View on GitHub

Election-Analytics

Introduction (9.12.20)

A Primer

This week, I worked with two bare-bones datasets. One relayed national popular vote totals in presidential elections, and the other contained state-by-state totals of the same information. For the below content, I focused on outcomes in the last 40 years, starting with the 1980 election.

These datasets lack predictive power because electoral outcomes are not wholly dependent on prior outcomes. Instead, I will create a predictive model in later weeks using a diverse set of benchmarks and indicators.

As a result, this week is focused on data exploration. Namely, I set out to analyze any simple trends hidden within these CSV files and plot them with the ggplot library.

I first observed general variations in the national vote share between the two major parties (Republican and Democrat). Uniquely, most Americans internalize the results of elections through Electoral College votes, since they decide the winner. The general public largely disregards the popular vote, which can mask discrepencies between the two outcomes.

The current data only focus on the popular vote, so I am undergoing a descriptive analysis to answer two questions.

(1) Do vote shares vary much from election to election?

(2) Which state is the largest outlier in two-party vote share versus the national trend?

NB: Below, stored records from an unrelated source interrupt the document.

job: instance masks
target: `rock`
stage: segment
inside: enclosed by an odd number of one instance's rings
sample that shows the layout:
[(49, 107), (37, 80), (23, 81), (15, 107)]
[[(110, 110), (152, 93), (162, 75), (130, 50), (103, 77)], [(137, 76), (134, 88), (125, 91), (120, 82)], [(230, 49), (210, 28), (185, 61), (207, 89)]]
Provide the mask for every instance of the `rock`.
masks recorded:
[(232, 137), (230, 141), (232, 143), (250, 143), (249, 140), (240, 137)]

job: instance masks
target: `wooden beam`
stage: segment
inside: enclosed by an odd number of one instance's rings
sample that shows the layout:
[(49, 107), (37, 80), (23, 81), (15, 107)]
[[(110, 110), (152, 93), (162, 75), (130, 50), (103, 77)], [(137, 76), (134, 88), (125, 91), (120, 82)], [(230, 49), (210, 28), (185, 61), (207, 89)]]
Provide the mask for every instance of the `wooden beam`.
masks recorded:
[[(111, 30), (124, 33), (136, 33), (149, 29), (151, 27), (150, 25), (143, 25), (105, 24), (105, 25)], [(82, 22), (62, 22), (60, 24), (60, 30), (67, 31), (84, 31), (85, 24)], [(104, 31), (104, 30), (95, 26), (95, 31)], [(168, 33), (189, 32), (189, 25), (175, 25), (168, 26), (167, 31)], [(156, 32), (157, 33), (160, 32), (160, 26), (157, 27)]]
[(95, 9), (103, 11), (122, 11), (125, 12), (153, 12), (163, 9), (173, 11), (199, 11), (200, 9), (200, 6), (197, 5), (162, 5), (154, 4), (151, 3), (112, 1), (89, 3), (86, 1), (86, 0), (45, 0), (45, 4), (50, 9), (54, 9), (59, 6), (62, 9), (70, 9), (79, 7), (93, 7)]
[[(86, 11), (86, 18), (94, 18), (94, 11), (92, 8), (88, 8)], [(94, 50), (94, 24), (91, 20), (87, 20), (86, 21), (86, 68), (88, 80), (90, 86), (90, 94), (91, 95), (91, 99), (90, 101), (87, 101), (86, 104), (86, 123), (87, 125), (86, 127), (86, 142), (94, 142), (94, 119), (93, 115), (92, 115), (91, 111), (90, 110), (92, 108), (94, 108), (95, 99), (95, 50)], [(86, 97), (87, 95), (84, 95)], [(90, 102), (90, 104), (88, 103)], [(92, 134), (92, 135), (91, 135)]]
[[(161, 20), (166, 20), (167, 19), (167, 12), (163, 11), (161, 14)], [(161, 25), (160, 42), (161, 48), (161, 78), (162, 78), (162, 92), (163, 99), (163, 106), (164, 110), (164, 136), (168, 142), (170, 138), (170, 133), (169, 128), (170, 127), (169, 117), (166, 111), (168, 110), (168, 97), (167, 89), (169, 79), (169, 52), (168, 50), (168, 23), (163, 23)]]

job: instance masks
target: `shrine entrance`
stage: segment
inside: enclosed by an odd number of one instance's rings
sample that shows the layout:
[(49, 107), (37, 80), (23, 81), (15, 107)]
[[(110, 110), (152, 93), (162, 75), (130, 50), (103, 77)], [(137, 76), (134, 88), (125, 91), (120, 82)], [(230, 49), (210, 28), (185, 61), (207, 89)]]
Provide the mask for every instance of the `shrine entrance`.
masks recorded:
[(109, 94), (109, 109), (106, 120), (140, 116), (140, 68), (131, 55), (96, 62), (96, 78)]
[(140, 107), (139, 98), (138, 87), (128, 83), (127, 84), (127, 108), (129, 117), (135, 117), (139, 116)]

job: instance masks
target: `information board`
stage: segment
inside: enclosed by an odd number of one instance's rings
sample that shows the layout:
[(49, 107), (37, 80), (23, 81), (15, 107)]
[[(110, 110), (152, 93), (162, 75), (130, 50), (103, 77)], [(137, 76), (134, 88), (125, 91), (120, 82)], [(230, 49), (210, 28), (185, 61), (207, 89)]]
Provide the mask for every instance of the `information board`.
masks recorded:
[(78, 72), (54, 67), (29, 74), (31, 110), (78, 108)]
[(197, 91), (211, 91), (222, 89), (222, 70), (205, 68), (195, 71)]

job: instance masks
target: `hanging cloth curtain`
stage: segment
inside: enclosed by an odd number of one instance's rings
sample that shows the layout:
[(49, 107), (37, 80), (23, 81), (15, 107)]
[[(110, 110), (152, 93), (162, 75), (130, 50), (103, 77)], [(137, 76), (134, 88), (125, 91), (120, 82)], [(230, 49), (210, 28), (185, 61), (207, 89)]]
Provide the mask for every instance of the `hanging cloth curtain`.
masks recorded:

To answer these questions, I cleaned both datasets and added variables for vote margin and vote swing. I then graphed Republican two-party vote share versus year for each state. I also added a national trendline to accentuate the average.

National Vote Share Trends

This visualization yields three distinct conclusions:

First, although certain states have deviated from a split two-party vote share in certain electoral cycles, “landslide” electoral victories like Reagan in 1984 (where he lost one state and Washington, DC) do not carry nearly the same magnitude in terms of the popular vote. So, to answer question 1, vote shares do not vary nearly as much as previously thought.

Second, elections are getting closer. Results in this millennium tend to be closer to 50% than those previous. There are a variety of reasons behind this, but an important one may be polarization of the electorate. While many voters may have swung Republican in 1984, there may simply be fewer swing voters.

Finally, DC is the only major outlier. The large majority of the 50 states are consistently within 15 points of the national two-party vote share, but the District of Columbia is the only state where Republicans have won less than 25% of the two-party vote share within the timeframe. Without hesitation, the District has voted overwhelmingly Democrat in every cycle since 1980, and their Democrat leaning seems to only be increasing.

There are two extensions for this visualization that will be improved upon in the next few weeks: (1) x-axis breaks corresponding to election years and (2) a horizontal line at 50%, signifying an even split in the two-party vote share. These should improve the graph’s readability and allow the reader to more easily garner its conclusions. Another extension for the next few weeks is to plot national popular vote share versus electoral vote share, which could lead to some interesting visualizations.

Additionally, I analyzed within-state trends since 1980. Generally speaking, states fall into one of three categories in electoral politics: red (consistently Republican), blue (consistently Democrat), or purple (a swing state). I picked an example of each of these states to work with. For a red state, I chose Mississippi, which has voted Republican in every election within the timeframe. For blue, my home state of New Jersey is commonly seen as a Democratic stronghold. Lastly, I selected Colorado as the purple state due to its tendency to swing between the two parties.

I sought to answer these questions with a visualization:

(1) How large are the differences in Republican margin of victory/defeat between these three states?

(2) How can I effectively show these differences in a simple, straightforward manner?

I created a violin plot of the Republican margin of victories in the three states post-1980.

Intrastate Trends

There are three takeaways from the graph:

(1) Using a violin plot helps visualize the high density of wins for Republicans and Democrats in their respective states. Colorado’s wider shape around smaller margins of victories and defeats helps the reader infer that it is a swing state, even if the color was not there as a guide.

(2) At this level of focus, the separate voting patterns of red and blue states are distinguishable to the naked eye. By using less ink, it is clearer to see what makes Mississippi and New Jersey different in a way that the first plot could not offer.

(3) While Colorado is a swing state today (and borderline Democrat), it used to vote Republican fairly reliably. Similarly, although New Jersey is indeed blue, it does have three Republican victories since 1980.

A potential extension of this graph would be to create a Shiny app that allowed the reader to pick their own red, blue, and purple states. I also debated adding repelled labels using the ggrepel library, but decided against it due to decreased readability. That said, labeling the outliers could help readers easily ascertain when exactly New Jersey voted Republican.